Today, the mess in Iraq benefits a number of countries in the international system. It sucks American manpower, willpower, and money away from other potential targets. It has removed a previously significant regional power from the equation. Most directly it makes Iran very happy. Iran no longer has to worry about Iraq blocking its moves in the region, and it knows the United States isn’t capable of waging a ground war against it for months or years — certainly not until Iraq is stabilized. Given Iran’s recent belligerence and nuclear aims, it is no surprise that reports have surfaced of Iranians being found fomenting warfare and violence in the country. And of course Iran isn’t the only country benefiting. Iraq makes the United States look weak and has been a significant drain on military resources; friendly and enemy countries throughout the world know that the United States can’t commit the troops to fighting or peacemaking that it normally can.
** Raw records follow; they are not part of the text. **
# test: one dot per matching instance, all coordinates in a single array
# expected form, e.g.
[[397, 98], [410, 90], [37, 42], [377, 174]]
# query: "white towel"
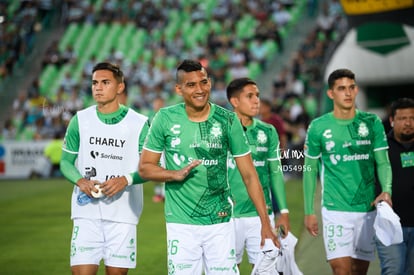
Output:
[[387, 225], [273, 260]]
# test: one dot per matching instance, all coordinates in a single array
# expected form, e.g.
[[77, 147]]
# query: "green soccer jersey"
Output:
[[204, 196], [347, 167], [264, 145]]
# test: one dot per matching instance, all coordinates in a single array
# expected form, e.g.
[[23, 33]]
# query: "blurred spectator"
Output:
[[268, 114], [53, 153]]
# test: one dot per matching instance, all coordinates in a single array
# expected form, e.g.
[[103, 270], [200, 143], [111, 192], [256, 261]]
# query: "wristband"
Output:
[[129, 179]]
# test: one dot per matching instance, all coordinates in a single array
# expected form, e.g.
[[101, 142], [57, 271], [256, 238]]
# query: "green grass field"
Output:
[[35, 228]]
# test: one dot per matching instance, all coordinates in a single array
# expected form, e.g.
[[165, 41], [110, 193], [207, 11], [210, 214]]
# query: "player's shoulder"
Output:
[[322, 120], [367, 115], [260, 124], [221, 111], [137, 115], [176, 109]]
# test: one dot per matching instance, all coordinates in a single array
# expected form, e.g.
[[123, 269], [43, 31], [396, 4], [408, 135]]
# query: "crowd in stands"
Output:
[[20, 21], [297, 86], [225, 50]]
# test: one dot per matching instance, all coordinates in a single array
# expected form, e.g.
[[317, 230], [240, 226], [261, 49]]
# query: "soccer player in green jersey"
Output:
[[101, 146], [243, 95], [346, 146], [196, 137]]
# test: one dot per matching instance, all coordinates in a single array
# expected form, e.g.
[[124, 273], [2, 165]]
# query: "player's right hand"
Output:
[[183, 173], [311, 224], [86, 186]]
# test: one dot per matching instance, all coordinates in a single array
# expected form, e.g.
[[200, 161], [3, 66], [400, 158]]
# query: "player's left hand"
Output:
[[113, 186], [384, 196], [283, 221], [268, 233]]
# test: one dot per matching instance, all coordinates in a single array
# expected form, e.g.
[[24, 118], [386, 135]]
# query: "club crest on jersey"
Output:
[[363, 130], [216, 130], [261, 137]]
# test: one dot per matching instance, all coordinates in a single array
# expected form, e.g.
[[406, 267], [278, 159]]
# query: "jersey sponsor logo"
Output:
[[231, 163], [176, 129], [259, 163], [110, 156], [327, 133], [262, 149], [179, 159], [175, 141], [216, 130], [355, 157], [214, 145], [261, 137], [90, 172], [363, 142], [363, 130], [95, 154], [113, 142], [329, 145]]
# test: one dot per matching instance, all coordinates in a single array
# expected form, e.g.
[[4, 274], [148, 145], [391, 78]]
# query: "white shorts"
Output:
[[248, 236], [192, 247], [349, 234], [94, 240]]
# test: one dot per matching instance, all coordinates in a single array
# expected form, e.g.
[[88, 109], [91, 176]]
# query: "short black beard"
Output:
[[407, 138]]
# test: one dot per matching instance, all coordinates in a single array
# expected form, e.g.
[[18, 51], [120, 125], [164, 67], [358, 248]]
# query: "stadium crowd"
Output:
[[227, 52]]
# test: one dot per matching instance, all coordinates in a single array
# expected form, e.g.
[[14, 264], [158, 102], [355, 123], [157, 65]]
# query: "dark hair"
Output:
[[337, 74], [118, 74], [188, 66], [236, 86], [401, 103]]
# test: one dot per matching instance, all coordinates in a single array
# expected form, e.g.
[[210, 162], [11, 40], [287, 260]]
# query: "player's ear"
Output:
[[329, 93], [234, 101], [121, 87], [178, 90]]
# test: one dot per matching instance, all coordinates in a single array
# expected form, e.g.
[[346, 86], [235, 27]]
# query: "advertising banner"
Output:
[[19, 159]]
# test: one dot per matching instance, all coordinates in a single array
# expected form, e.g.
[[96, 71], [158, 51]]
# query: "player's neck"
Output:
[[108, 108], [198, 115], [342, 113], [245, 120]]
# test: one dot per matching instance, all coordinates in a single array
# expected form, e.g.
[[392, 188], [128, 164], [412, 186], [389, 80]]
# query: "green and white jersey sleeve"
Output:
[[204, 196], [264, 145], [105, 151], [347, 165]]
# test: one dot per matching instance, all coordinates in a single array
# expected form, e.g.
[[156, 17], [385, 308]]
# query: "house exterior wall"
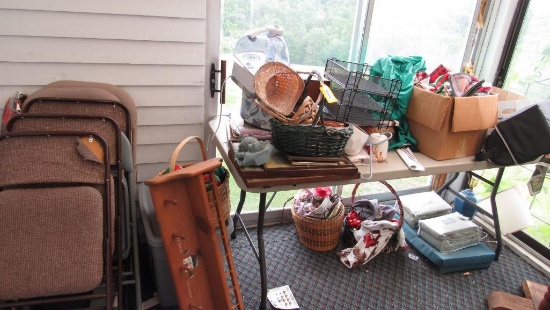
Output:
[[159, 52]]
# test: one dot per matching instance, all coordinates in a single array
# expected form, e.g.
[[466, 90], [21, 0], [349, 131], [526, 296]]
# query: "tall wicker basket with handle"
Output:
[[319, 234]]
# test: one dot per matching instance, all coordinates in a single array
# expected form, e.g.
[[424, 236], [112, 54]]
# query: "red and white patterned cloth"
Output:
[[372, 239]]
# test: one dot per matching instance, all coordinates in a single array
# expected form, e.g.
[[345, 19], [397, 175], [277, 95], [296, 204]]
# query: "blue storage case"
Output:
[[471, 258]]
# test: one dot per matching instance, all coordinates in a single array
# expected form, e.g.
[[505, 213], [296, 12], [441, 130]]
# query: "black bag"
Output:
[[519, 139]]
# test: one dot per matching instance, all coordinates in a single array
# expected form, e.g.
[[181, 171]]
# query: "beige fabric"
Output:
[[48, 106], [51, 241], [123, 96]]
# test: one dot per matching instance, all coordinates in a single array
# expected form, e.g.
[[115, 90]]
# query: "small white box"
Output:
[[424, 205], [509, 102], [450, 232]]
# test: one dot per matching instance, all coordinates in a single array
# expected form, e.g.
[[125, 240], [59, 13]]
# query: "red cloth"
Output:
[[440, 70]]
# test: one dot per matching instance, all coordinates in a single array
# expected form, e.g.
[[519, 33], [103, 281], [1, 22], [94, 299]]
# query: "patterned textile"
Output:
[[373, 237]]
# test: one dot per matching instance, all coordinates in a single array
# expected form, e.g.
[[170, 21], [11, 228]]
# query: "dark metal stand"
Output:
[[494, 210]]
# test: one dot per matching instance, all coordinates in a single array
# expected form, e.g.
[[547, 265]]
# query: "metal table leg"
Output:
[[261, 250], [237, 215], [496, 223]]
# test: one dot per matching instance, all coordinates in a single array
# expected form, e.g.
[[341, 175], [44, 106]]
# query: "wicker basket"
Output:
[[278, 87], [319, 234], [327, 139], [348, 239], [223, 187]]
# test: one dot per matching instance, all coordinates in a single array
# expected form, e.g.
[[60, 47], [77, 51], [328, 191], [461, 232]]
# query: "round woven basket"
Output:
[[348, 239], [278, 86], [310, 140], [319, 234]]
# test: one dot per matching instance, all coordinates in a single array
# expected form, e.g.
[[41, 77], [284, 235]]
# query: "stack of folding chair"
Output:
[[98, 112]]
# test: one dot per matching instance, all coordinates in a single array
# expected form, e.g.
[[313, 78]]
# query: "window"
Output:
[[358, 31]]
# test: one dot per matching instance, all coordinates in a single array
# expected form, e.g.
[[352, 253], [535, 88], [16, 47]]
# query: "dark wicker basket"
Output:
[[310, 140]]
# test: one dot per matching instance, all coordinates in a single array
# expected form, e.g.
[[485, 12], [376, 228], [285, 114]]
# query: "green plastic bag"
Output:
[[403, 68]]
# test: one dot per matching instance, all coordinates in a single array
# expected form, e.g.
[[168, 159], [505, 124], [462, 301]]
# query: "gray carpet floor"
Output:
[[319, 280]]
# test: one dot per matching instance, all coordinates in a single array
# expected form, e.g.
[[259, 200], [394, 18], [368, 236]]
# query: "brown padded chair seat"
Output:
[[105, 127], [51, 241], [91, 101], [125, 99]]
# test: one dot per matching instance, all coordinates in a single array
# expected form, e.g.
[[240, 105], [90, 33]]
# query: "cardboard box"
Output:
[[450, 127], [509, 102]]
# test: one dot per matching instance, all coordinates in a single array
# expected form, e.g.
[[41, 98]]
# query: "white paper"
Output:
[[513, 211], [408, 157]]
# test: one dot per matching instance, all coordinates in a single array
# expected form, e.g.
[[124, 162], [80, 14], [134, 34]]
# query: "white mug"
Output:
[[356, 142], [379, 145]]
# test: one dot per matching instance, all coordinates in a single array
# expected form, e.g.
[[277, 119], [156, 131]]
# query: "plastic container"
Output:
[[160, 271], [464, 208]]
This increases the relative importance of other nations throughout the region and world, so there is strong foreign interest among some states – those who don’t depend on the United States for security – in maintaining the situation from a raison d’etat point of view.

Conclusion

In exploring some of the issues surrounding the Iraq War through the lens of each of Waltz’s three images, this paper has shown that there are pressures at each level (individual, state, international) of war making and policy. Through this, it has clearly demonstrated the complexity of the numerous impulses that drive nations into any war; it has also shown that any plan for peace – in Iraq or elsewhere – that does not address concerns at each image is doomed to ultimate failure.


[1] Misperceptions, the Media and the Iraq War.” Accessed February 12, 2007.